President of the Chicago Board of Education
- In office 1860–1861
- Preceded by: Luther Haven
- Succeeded by: John H. Foster

1st Superintendent of Chicago Public Schools
- In office June 1854 – March 15, 1856
- Preceded by: Office established
- Succeeded by: William H. Wells

Personal details
- Born: March 22, 1822 Ossipee, New Hampshire, U.S.
- Died: December 14, 1900 (aged 78) Boston, Massachusetts, U.S.
- Party: Republican
- Profession: Educator, businessman

= John Clark Dore =

American politician and educator (1822–1900)

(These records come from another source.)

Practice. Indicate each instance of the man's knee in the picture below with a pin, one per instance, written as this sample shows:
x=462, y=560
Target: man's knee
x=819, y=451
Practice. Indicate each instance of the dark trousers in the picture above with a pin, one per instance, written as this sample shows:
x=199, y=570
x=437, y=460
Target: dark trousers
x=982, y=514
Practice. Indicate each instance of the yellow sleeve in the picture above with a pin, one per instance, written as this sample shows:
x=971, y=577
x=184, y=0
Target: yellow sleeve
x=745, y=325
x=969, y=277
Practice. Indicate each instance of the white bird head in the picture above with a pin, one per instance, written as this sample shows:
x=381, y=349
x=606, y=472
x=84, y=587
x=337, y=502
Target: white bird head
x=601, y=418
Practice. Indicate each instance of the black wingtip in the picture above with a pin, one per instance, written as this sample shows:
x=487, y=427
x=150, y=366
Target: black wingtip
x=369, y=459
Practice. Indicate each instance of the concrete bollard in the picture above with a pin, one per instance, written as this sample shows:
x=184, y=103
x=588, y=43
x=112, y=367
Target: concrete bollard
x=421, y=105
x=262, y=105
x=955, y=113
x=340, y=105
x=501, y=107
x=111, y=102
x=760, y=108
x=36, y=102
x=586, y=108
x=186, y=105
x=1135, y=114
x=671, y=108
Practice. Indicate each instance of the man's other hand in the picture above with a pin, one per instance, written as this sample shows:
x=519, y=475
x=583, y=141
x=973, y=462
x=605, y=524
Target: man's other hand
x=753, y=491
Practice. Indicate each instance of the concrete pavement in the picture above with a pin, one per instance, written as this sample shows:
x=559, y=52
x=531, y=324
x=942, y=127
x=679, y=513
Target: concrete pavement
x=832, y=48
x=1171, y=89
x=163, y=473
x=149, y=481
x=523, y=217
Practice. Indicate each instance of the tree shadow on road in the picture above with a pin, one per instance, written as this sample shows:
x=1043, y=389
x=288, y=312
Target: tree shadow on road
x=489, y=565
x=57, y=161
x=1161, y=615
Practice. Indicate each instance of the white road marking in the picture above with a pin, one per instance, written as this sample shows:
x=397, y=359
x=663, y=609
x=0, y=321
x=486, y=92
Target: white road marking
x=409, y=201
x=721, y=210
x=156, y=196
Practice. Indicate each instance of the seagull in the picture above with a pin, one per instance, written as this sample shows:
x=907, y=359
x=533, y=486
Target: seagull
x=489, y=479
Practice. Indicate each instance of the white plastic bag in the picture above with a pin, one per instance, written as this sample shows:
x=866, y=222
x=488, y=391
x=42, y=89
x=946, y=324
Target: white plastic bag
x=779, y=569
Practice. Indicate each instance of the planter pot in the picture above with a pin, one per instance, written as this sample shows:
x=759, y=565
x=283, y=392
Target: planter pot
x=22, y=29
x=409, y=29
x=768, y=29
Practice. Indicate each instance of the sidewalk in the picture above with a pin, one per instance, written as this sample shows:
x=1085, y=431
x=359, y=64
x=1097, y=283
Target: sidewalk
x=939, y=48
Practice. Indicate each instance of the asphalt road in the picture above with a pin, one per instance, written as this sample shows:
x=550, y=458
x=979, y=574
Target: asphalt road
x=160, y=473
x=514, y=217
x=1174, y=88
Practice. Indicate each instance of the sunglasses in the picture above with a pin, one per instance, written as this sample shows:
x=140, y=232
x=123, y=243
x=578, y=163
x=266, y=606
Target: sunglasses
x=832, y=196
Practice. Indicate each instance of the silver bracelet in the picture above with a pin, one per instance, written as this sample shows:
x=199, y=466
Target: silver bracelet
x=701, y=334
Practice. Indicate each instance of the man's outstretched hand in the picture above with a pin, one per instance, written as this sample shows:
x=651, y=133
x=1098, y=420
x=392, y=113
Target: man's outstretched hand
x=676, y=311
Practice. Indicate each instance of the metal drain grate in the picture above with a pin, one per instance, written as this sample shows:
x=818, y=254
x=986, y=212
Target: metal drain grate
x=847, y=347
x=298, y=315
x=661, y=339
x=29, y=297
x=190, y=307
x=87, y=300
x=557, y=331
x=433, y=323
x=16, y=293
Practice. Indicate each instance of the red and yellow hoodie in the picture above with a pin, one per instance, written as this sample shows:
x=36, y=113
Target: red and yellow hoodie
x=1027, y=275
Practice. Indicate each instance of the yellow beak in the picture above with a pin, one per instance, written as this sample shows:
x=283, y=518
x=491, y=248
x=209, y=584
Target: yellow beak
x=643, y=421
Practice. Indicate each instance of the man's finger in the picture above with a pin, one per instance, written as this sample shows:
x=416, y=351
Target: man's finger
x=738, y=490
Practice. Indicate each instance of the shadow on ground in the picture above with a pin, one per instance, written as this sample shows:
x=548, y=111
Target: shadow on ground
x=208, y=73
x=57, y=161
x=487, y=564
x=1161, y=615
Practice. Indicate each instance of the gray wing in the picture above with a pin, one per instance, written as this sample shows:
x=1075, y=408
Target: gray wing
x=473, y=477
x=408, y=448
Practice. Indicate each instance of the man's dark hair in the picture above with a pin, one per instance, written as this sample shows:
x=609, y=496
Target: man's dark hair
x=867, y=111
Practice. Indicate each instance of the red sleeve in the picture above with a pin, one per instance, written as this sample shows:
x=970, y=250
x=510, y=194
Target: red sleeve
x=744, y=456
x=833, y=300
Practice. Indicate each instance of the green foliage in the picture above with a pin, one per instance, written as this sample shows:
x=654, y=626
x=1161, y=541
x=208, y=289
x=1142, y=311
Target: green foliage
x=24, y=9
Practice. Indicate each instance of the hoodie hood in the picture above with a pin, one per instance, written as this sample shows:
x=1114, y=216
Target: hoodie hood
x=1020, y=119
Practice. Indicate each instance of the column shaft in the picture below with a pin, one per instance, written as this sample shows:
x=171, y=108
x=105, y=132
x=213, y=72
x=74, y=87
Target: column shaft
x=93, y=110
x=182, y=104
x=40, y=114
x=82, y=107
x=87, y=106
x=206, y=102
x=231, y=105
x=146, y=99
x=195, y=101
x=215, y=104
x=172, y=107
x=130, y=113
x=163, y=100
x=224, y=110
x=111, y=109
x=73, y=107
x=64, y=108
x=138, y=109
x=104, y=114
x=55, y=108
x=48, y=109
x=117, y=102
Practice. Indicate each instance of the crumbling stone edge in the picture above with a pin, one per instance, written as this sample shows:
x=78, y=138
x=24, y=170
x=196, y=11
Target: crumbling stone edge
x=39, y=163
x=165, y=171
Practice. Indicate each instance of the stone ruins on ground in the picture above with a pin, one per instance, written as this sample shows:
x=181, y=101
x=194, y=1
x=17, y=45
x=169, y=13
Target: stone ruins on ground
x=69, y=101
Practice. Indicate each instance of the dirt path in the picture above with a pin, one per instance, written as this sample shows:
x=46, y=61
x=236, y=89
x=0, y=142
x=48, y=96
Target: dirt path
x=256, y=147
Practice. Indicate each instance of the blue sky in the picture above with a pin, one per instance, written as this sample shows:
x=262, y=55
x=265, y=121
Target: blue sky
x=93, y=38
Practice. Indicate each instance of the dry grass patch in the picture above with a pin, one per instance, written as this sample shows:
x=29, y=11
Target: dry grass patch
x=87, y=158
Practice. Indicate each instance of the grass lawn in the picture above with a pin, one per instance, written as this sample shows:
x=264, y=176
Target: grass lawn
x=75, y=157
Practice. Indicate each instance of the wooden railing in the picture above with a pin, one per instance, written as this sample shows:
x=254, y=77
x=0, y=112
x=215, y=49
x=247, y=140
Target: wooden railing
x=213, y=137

John Clark Dore (March 22, 1822 – December 14, 1900) was an American educator and politician from New Hampshire. A graduate of Dartmouth College, Dore briefly taught in Boston, Massachusetts before he was recruited to come to Chicago, Illinois to serve as its first superintendent of school. Dore was also a successful merchant, serving as the vice president of the Chicago Board of Trade. He was elected to the Illinois Senate in 1868, where he helped to establish the Illinois Humane Society.

==Early life and early career==
John Clark Dore was born in Ossipee, New Hampshire, on March 22, 1822. He was first authorized to teach when he was seventeen. He matriculated at Dartmouth College when he was twenty-one, graduating in 1847. Dore was then named an assistant teacher in a public school in Boston, Massachusetts. He was first taught, and was later made school principal of the Boylston School, and attracted the attention of educators in Chicago, Illinois.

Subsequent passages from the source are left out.